Setalah bertahun dan tumbuh menyebar hampir di seluruh Aceh, ganja mulai
dikonsumsi, terutama dijadikan ‘rokok enak,’ yang lambatlaun mentradisi
di Aceh. Bahkan kalau ada masakan, dianggap belum sempurna kalau
bumbunya tidak dicampur dengan biji ganja. Tradisi ini memang sulit
dihilangkan atau diberantas lagi di sana.
Pelarang Ganja
Mengapa ganja dilarang? Inilah petanyaan yang belum dimengerti
masyarakat luas. Padahal berbagai kampanye telah dilakukan, bahkan
pemerintah sendiri pun telah mengeluarkan undang-undang tentang larangan
proses produksi, distribusi sampai tahap konsumsi ganja. Undang-undang
No. 22 1997 tentang narkotika mengklasifikasikan ganja; biji, buah,
jerami, hasil olahan atau bagian tanaman ganja termasuk damar ganja dan
hasil sebagai narkotika golongan I yang berarti satu kelas dengan opium
dan kokain.
Pasal 82 ayat 1 butir a UU tersebut menyatakan bahwa mengimpor,
mengekspor, menawarkan untuk dijual, menyalurkan, menjual, membeli,
menyerahkan, menerima, menjadi perantara dalam jual beli, atau menukar
narkotika golongan I, dipidana dengan pidana mati atau pidana penjara
seumur hidup, atau pidana penjara paling lama dua puluh tahun dan denda
paling paling banyak satu milyar rupiah.
Di Aceh, dulu dijual bebas di pasar, digantung-gantung di kios, di
gerobak-gerobak penjaja sayur. Ganja mulai dilarang ketika Hoegeng
menjadi kepala pemerintahan Kolonial Belanda untuk wilayah nusantara. Ia
ingin tahu penyebab pemuda Aceh bermalas-malasan yang dinilai merugikan
ekonomi Kerajaan Belanda. Lalu dia menyamar, pergi ke kampung-kampung
dan ketemulah jawaban bodohnya, karena ganja.
Di luar negeri, ganja dibedakan menjadi dua bagian, yaitu ganja untuk
kepentingan industri maupun medis yaitu ganja jenis Hemp, dan ganja
terlarang sering disebut Cannabis. Sementara di negara kita ini tidak
mengenal perbedaan ini, seperti yang tercantum dalam Undang-Undang Nomor
22 Tahun 1997, Semuanya Haram !!
Salah satu sebab mengapa ganja menjadi tumbuhan terlarang adalah karena
zat THC. Jika salah digunakan, zat ini bisa mengakibatkan pengguna
menjadi mabuk sesaat. Sebenarnya kadar zat THC yang ada dalam tumbuhan
ganja dapat dikontrol kualitas dan kadarnya jika ganja dikelola dan
dipantau dengan proses yang benar.
Kesan Aceh sebagai ladang ganja memang telah mencoreng muka kita semua.

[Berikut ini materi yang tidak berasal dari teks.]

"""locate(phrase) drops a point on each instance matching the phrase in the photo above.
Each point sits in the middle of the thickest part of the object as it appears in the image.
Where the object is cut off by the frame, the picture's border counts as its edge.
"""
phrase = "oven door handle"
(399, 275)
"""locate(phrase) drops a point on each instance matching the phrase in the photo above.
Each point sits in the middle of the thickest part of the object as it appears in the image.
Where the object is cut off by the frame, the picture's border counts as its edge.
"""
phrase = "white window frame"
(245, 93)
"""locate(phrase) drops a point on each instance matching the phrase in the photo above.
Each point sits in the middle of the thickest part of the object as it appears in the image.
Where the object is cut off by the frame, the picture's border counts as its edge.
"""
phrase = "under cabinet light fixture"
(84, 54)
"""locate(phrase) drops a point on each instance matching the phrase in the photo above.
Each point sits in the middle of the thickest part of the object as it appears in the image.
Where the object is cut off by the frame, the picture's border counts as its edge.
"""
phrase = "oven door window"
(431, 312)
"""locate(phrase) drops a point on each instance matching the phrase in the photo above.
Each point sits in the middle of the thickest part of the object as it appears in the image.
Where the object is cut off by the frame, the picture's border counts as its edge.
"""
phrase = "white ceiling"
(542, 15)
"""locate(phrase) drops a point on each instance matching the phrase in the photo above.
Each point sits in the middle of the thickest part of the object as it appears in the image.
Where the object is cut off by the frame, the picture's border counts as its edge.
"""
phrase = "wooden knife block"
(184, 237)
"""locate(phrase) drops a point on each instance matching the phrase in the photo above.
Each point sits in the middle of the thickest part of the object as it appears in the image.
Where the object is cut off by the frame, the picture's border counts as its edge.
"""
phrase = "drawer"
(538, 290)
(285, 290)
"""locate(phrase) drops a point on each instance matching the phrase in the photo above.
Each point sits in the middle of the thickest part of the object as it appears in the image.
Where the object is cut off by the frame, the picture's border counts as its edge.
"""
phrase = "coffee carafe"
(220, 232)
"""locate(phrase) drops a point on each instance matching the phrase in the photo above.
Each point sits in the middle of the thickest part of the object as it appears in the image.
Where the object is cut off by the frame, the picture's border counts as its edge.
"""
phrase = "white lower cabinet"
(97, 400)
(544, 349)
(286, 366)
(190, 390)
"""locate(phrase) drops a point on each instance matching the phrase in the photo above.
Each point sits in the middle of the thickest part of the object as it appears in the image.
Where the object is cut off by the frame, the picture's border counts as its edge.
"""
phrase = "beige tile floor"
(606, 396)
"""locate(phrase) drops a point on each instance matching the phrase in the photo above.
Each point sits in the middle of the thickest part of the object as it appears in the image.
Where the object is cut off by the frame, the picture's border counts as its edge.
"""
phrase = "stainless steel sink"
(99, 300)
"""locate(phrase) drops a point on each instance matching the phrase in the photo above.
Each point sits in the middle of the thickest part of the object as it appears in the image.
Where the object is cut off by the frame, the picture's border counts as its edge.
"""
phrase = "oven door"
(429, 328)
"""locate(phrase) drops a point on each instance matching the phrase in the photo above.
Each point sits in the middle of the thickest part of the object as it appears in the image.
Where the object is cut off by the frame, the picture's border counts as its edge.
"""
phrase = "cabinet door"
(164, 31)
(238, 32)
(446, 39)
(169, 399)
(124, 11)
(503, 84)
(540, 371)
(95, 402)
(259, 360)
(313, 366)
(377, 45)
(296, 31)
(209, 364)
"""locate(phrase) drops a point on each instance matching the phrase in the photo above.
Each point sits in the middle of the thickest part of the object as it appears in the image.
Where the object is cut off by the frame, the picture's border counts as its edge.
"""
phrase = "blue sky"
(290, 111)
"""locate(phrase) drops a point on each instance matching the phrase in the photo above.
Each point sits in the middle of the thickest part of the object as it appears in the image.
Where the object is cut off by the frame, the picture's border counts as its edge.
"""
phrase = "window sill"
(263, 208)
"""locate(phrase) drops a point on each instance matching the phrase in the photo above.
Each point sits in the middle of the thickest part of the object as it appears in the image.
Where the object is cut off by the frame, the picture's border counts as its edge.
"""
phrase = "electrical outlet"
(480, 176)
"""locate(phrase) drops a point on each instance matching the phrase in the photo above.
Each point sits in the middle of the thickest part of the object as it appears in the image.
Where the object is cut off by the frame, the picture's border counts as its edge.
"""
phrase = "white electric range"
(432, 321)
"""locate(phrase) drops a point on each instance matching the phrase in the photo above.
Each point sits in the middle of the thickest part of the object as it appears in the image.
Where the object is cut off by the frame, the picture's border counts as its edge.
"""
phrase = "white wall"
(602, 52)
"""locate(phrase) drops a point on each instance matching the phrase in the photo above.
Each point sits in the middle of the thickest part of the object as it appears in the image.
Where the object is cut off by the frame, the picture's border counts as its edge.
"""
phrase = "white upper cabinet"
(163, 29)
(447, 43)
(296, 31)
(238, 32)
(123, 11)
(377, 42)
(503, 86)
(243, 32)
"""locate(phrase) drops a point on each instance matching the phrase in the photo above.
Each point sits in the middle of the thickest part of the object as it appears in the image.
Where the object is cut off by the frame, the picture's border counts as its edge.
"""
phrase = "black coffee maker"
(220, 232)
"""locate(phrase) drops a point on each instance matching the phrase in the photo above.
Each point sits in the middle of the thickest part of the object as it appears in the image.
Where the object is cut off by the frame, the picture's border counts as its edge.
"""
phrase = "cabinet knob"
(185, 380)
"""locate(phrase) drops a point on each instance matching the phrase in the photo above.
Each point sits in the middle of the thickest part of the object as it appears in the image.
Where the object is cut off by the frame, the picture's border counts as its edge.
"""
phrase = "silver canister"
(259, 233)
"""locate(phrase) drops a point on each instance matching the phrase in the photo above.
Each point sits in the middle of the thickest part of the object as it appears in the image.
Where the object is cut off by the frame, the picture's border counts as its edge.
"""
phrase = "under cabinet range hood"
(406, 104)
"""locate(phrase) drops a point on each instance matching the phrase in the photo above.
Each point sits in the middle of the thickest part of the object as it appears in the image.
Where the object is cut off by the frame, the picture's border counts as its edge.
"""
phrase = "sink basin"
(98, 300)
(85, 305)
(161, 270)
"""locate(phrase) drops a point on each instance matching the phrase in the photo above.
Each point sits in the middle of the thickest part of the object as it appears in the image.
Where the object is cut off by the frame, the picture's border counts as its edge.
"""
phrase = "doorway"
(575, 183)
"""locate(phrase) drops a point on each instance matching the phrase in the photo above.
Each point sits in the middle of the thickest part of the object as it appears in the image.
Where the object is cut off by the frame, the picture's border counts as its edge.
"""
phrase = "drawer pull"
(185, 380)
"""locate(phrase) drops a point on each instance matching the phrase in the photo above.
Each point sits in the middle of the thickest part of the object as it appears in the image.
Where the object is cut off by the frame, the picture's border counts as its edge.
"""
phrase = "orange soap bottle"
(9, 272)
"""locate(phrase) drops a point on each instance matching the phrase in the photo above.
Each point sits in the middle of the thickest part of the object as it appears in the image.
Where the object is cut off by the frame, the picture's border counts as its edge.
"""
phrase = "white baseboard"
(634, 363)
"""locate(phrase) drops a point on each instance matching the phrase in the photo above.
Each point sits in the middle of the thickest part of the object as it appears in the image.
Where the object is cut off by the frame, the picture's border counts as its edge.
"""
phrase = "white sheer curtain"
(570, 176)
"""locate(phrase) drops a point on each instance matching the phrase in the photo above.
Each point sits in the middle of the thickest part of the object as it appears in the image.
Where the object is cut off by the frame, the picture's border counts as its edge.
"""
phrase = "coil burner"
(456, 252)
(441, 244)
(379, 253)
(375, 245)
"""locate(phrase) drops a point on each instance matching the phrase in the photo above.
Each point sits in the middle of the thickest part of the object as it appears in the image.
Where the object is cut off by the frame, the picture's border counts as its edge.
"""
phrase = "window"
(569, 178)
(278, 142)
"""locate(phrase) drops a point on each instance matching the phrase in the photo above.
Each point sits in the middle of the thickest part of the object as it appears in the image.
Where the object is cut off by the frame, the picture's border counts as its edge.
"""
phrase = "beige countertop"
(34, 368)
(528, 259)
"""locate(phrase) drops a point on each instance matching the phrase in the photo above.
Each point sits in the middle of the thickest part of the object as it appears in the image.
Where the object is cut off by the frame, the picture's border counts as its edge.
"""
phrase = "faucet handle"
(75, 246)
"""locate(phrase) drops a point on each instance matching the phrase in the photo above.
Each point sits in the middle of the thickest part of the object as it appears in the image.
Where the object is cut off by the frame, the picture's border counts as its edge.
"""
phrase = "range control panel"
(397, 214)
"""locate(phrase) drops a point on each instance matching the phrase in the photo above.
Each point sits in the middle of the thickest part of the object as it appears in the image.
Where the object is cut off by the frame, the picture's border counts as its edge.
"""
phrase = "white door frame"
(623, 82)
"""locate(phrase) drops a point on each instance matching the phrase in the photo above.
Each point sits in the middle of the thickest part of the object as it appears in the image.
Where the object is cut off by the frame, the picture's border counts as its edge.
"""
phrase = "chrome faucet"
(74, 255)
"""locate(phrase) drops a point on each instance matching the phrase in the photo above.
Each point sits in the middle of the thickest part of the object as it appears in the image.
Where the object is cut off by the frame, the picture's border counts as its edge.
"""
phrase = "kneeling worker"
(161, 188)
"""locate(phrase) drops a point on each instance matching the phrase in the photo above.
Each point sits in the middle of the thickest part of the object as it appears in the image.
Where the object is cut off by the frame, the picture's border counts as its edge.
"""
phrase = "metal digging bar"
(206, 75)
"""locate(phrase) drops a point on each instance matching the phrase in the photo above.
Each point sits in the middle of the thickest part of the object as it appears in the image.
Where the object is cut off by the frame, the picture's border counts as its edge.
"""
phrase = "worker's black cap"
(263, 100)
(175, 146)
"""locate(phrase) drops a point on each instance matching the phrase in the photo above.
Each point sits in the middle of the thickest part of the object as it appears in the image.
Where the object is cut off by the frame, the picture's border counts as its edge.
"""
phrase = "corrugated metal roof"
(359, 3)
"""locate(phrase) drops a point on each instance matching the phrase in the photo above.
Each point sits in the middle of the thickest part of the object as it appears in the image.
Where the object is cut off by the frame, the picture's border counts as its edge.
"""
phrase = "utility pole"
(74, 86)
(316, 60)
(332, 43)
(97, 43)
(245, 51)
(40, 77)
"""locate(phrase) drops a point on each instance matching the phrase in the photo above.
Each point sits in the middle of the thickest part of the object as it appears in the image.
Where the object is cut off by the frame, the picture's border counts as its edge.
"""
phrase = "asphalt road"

Untuk mengatasi ini, dibutuhkan keterlibatan seluruh mayarakat. Peran
Pemerintah Aceh dan ulama serta penegak hukum yang ‘masih sehat’ sangat
menentukan endingnya kemelut ganja di Aceh. Lebih menentukan lagi bila
disokong penuh oleh NGO baik lokal maupun asing dan elemen sipil yang
masih ‘mengudara’ di Aceh saat ini.
Semoga 15 tahun mendatang, Aceh bebas dari efek negatif ganja dan dapat
memanfaatkan potensi ganja sebagai komoditi ekspor unggulan untuk
kepentingan industri maupun medis, tanpa harus disalah gunakan. Kalau
tidak, seperti kata hadis maja, “’Uet han, toh tan.” Maksud
pemerintah kita melindungi generasi Aceh dari pengaruh ganja tak
berhasil, malah potensi ganja untuk kepentingan industri dan medis yang
ujung-ujungnya mensejahterakan rakyat pun akhirnya melayang.